Alberta

Jason Kenney: Alberta’s would-be uniter, and its great divider

Jason Kenney’s old-school Tory play is polarizing Alberta politics

Sandra Jansen, left, and Premier Rachel Notley announce jointly that Jansen is crossing the floor from the Progressive Conservatives to join Notley's NDP at the legislature in Edmonton on Thursday, November 17, 2016. Jansen, a Calgary MLA, pulled out of the PC party's leadership race earlier this month, citing harassment over her progressive views. She says the PCs are moving away from the political centre to embrace a far right ideology, and says she no longer has a home there. (Dean Bennett/CP)

Sandra Jansen, left, and Premier Rachel Notley announce jointly that Jansen is crossing the floor from the Progressive Conservatives to join Notley’s NDP at the legislature in Edmonton on Thursday, November 17, 2016. (Dean Bennett/CP)

It was lousy timing, primarily, that the Alberta Tory leadership contest suffered two high-profile departures on the same day Americans elected Donald Trump. One of those has gotten most of the oxygen and stoked Trumpism-in-Alberta chatter: Sandra Jansen, a former broadcaster and unabashedly progressive Tory MLA, had felt bullied and harassed out of the race. A week later, she crossed to the NDP caucus, saying Rachel Notley and colleagues reached out to her in sympathy and solidarity, and fellow Tories didn’t.

Nov. 8’s other leadership race quitter also happened to be a centrist woman from Calgary, but Donna Kennedy-Glans has strived to distance herself from Jansen’s experience. Kennedy-Glans, a former legislator and oil company vice-president, wasn’t left reeling from misogynistic attacks. She has zero interest in linking arms with Notley.
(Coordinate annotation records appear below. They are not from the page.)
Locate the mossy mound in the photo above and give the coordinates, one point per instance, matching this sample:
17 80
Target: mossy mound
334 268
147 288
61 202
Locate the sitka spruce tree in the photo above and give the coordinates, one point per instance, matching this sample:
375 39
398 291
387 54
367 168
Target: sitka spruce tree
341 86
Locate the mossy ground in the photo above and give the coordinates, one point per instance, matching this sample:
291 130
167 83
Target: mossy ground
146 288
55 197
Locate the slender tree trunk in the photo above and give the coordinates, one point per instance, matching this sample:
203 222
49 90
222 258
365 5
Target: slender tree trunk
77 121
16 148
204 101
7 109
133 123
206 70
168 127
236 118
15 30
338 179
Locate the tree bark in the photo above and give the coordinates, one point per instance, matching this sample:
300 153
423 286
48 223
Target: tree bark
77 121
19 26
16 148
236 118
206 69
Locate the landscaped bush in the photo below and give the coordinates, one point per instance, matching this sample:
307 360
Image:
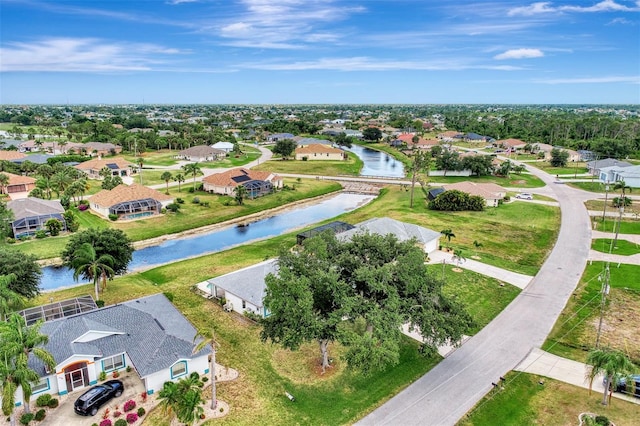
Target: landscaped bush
40 415
26 418
129 405
43 400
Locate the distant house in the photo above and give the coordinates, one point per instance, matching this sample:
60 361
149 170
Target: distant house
491 192
118 166
19 186
429 240
201 153
256 182
223 146
101 148
244 290
148 334
319 152
129 201
31 214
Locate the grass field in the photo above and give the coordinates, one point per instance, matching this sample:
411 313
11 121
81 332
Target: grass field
523 401
349 167
574 333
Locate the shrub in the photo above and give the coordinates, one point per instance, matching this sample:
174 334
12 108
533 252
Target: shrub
26 418
43 400
40 415
129 405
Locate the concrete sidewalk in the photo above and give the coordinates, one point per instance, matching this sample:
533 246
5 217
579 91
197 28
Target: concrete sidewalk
565 370
514 278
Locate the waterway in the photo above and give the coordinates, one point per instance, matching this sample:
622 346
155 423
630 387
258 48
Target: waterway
210 242
377 163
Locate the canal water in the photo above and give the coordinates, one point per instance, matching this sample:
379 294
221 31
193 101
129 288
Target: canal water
183 248
377 163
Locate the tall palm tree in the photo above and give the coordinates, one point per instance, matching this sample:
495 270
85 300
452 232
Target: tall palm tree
19 341
179 178
194 170
9 299
208 339
623 187
166 177
613 364
87 263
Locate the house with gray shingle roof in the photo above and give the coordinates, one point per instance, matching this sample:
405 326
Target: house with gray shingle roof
148 334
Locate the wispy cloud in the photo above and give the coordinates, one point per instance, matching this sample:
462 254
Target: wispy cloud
547 7
82 55
286 24
520 54
634 79
364 63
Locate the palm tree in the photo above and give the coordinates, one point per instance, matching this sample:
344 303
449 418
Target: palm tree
86 262
623 187
179 178
19 341
208 339
166 177
194 170
9 299
613 364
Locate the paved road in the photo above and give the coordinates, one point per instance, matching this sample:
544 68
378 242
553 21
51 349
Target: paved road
456 384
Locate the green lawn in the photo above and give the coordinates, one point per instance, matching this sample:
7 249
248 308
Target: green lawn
622 247
349 167
574 333
524 401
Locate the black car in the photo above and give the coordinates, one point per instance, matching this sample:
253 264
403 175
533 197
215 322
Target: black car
90 401
621 386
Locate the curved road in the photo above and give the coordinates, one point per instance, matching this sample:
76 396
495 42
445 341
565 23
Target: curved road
455 385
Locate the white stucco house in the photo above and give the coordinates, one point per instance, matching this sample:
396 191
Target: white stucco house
148 334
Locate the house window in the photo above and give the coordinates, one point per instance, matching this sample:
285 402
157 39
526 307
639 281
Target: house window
113 363
179 369
41 386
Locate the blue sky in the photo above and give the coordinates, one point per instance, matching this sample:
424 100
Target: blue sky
319 51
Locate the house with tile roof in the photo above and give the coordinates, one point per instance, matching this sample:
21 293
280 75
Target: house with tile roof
491 192
148 334
117 165
201 153
30 215
316 151
129 202
256 182
19 186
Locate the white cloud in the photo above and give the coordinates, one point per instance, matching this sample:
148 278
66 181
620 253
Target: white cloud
520 54
82 55
546 7
364 63
593 80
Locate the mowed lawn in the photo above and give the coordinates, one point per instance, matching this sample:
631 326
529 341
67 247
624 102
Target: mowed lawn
524 401
574 334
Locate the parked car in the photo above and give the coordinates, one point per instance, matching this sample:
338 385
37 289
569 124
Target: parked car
622 387
525 196
90 401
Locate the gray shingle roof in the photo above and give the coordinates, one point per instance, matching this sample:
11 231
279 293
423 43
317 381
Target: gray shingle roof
247 283
150 330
Her decision is vastly more common among veteran Tory moderates: disillusioned and aware that Jason Kenney is crushing his way to control the Progressive Conservative party and marry it to the Wildrose opposition, Kennedy-Glans and her centrist ilk will camp out on the sidelines for now, and watch how Alberta politics reorganizes on either side of them.
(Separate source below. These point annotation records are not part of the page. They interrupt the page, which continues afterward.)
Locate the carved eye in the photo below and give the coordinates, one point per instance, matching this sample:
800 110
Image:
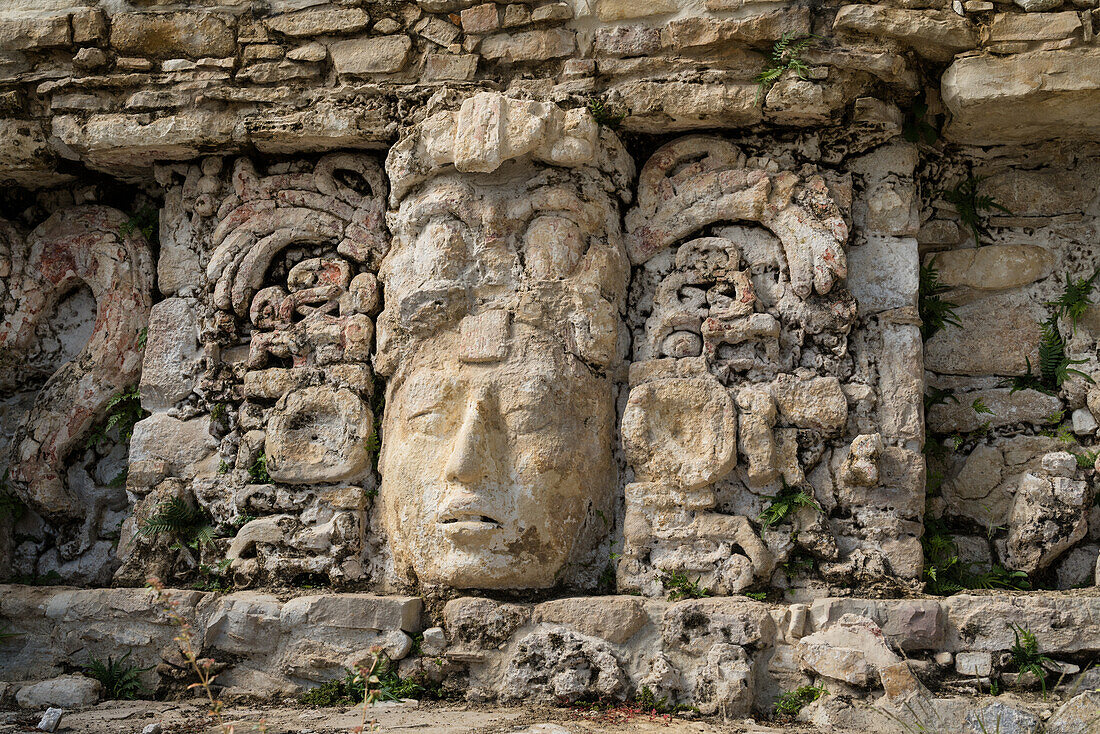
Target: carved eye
429 423
553 245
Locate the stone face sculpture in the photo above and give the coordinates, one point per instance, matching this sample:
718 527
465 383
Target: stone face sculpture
502 321
88 247
737 386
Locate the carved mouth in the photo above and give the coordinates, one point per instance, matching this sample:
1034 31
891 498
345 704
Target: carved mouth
468 526
468 519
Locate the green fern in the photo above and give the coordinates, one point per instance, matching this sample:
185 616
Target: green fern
791 702
121 681
123 412
257 472
789 500
604 113
970 205
178 519
785 55
1075 300
680 587
935 313
1054 365
1025 655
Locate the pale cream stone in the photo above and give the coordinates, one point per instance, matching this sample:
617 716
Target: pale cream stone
680 430
994 266
502 307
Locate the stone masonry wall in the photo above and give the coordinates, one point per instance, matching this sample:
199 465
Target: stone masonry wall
512 324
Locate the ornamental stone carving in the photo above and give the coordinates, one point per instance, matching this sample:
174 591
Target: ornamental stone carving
504 288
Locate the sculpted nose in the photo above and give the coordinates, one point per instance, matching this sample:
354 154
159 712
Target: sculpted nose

Alberta Conservative MP Jason Kenney announces he will be seeking the leadership of Alberta's Progressive Conservative party in Calgary, Alta., Wednesday, July 6, 2016. (Jeff McIntosh/CP)
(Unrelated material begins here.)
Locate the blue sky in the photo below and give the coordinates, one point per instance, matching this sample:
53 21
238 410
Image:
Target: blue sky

Jason Kenney announces he will be seeking the leadership of Alberta’s Progressive Conservative party in Calgary, Alta. on July 6, 2016. (Jeff McIntosh/CP)

The remnant core of the once-mighty Alberta PCs—punted from four decades of rule last year by a weary voting public—seemed ready to fight the hostile takeover plan Kenney launched in July. They would choose their leader by a delegate system, with rules set up to apparently favour an establishment figure over somebody who wanted to dissolve the party. Then, a couple of things went Kenney’s way: opposing candidates waited until late September to go public, giving the former federal Conservative minister miles of runway to mount a province-wide pickup-truck tour. It’s easier to lock down delegates when nobody’s actually competing for them, Kenney found. He also stunned the ranking Tory moderates by finding that many party elders and former MLAs (leadership delegates, all) reject the idea that Tories should refashion themselves as a principled centrist party. With former prime minister Stephen Harper as a top booster, Kenney is luring party elders and the grassroots with the traditional Tory promise: a swift campaign march toward power, delicious power.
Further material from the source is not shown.